A staggering 81% of young people feel anxious about money and finance – an increase of 14% on last year. That’s according to the latest Young Persons’ Money Index from The London Institute of Banking & Finance (LIBF). It’s the highest result recorded since LIBF first asked the question in 2016 (60%). The Institute has been surveying young people about their access to financial education and experiences of money since 2014.
This year’s research finds that over half have been targeted by fraudsters and the majority want more financial education in school. 72% say they want to learn more about money and finance in school, rising to 85% among 17– 18 year olds. Most want to learn about the practicalities of managing money well, including budgeting, debt, tax and different financial products.
Catherine Winter, MD, Financial Capability at The London Institute of Banking & Finance says:
“Anxiety about money combined with a lack of financial knowledge is a perilous mix. Our research tells us that most young people don’t have the financial knowledge or confidence they need. Even before they leave school, they’re vulnerable to scams and fraud – and are at risk from developing some bad financial habits when it comes to using and understanding debt.
“Young people want to be financially resilient, and the impacts of Covid-19 – and the rising costs of living – are all taking their toll. We all need to step up to help young people develop these essential life skills. That means providing support – for schools, for teachers and for students – to make sure high quality financial education is available to all age groups. Including financial education in the Ofsted Framework would help ensure that happens.”
The research found:
- young people want more, and more regular, access to financial education in school
- they want to learn about the practicalities of managing money well
- they are at risk of getting into bad habits, and are vulnerable to scams and fraud
- there’s evidence to suggest that financial education among 15–16 year olds may be on the increase, but the majority don’t get dedicated lessons. The results also suggest that 17– 18 year olds are being left out at a time when arguably they need it the most.

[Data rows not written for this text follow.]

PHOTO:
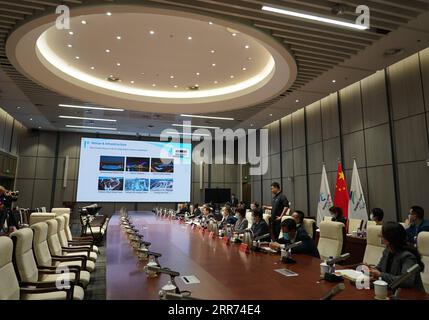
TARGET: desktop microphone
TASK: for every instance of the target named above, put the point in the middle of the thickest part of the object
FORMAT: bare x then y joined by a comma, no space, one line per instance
343,257
334,291
410,272
162,270
261,237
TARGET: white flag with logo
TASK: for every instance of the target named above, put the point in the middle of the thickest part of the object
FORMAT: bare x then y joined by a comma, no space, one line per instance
325,198
357,204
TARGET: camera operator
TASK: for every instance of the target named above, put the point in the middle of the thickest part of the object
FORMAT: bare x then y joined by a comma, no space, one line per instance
6,214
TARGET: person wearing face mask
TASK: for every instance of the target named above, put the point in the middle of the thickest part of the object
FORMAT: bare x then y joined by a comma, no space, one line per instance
241,223
337,215
416,223
292,234
377,216
397,258
227,218
259,226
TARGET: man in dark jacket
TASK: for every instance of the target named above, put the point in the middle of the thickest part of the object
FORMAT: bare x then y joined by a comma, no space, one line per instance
259,226
296,235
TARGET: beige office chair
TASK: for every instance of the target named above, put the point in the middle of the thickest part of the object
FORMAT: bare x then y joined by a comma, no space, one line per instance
331,239
28,272
374,246
44,257
57,250
36,217
354,225
63,237
423,246
309,226
9,285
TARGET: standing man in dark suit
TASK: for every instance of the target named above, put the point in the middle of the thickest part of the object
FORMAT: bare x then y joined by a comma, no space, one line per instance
279,207
234,201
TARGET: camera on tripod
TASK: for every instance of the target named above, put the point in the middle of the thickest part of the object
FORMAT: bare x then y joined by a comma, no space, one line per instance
8,198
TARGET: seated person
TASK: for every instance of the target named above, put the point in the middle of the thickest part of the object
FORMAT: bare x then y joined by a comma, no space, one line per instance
298,216
227,217
241,223
377,216
295,235
397,258
259,226
337,215
254,205
416,223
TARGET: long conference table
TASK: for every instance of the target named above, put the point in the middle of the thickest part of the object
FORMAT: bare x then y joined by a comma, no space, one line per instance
224,271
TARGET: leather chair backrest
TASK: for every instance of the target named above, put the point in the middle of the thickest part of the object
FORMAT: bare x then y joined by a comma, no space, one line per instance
9,286
67,226
61,231
331,239
36,217
40,244
53,240
309,226
354,225
374,247
23,255
423,247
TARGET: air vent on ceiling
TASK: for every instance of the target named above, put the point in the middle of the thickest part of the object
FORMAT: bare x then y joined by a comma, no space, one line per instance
113,79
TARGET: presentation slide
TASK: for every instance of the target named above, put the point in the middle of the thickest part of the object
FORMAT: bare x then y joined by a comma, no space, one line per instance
134,171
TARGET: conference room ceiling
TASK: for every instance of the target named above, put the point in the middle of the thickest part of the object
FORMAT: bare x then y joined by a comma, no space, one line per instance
328,57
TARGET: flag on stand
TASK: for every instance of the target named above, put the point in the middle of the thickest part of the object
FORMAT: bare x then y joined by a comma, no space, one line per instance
325,198
341,196
357,204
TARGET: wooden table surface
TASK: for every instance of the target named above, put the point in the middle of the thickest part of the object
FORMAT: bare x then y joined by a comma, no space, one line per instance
223,270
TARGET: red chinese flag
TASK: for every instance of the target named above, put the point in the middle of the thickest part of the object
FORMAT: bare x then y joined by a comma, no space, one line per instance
341,197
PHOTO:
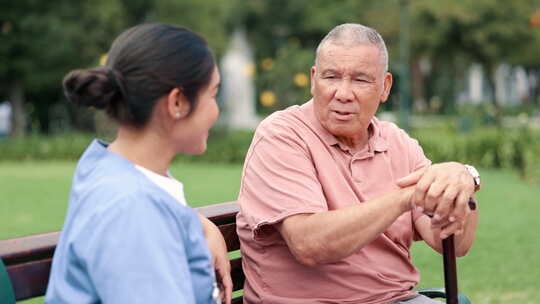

- Anxiety in young people about finance has increased to 81% from 67% last year.
- In particular, 67% say that Covid-19 has made them feel more anxious about money. That rises to 73% among 15–16 year olds.
- Overall, 72% want to learn more about money and finance in school. That rises to 85% among 17–18 year olds.
- Asked at what age they’d like to start learning about money:
- 56% said between the ages of 11–14
- 25% said between the ages of 15–18
- 8% said from the age of ten
- 15% said ten and under.
What would young people like to learn more about?
- Financial products – such as mortgages, pensions, loans and credit cards – along with budgeting and debt management came top, followed closely by tax.
- There have been improvements in some specific areas of knowledge:
- 62% said they hadn’t received any information about tax in school – a reduction of 15%
- 36% say they don’t how a student loan works – a reduction of 5%.
- 32% would like to learn more about pursuing a career in the finance sector.
So what access are they getting to financial education?
- 73% of young people report having access to some form of financial education in school. That’s an increase of over 10% compared to last year, with the rise particularly marked in the 15–16 age group.
- 88% of 15–16 year olds, compared to 61% of 17–18 year olds.
- The percentage of those who had access ‘Within the last term’ was less than 50%. However, that’s another big increase on last year (27%), but there are significant differences between the age groups.
- 65% of 15–16 year olds, compared to 27% of 17–18 year olds who said they’d had recent access.
Where do they get most of their financial understanding from?
- Just over half (56%) say most of their financial understanding and knowledge comes from their parents.
- That’s an improvement compared to last year (75%), but again there’s a big difference between the age groups:
- less than half of 15–16 year olds (43%) compared to more than two thirds (68%) of 17–18 year olds.
- Only 15% cite school as their main source of financial education – but that’s a 7% increase on last year.
- 25% of respondents say they’re self-taught – up 12% on last year.
- Worryingly, of those, those in the 15–16 age group are more likely to say ‘self-taught’ – 31% compared to 19% of 17–18s.
Are they vulnerable to financial crime?
- Over half have been targeted by fraudsters asking for bank details or claiming to be from HMRC.
- More than one in ten (12%) have been asked for their PIN numbers and 8% have had their credit or debit card cloned or stolen.
These are the core findings from the latest Young Persons’ Money Index, annual research by LIBF to assess the take-up and impact of financial education in schools.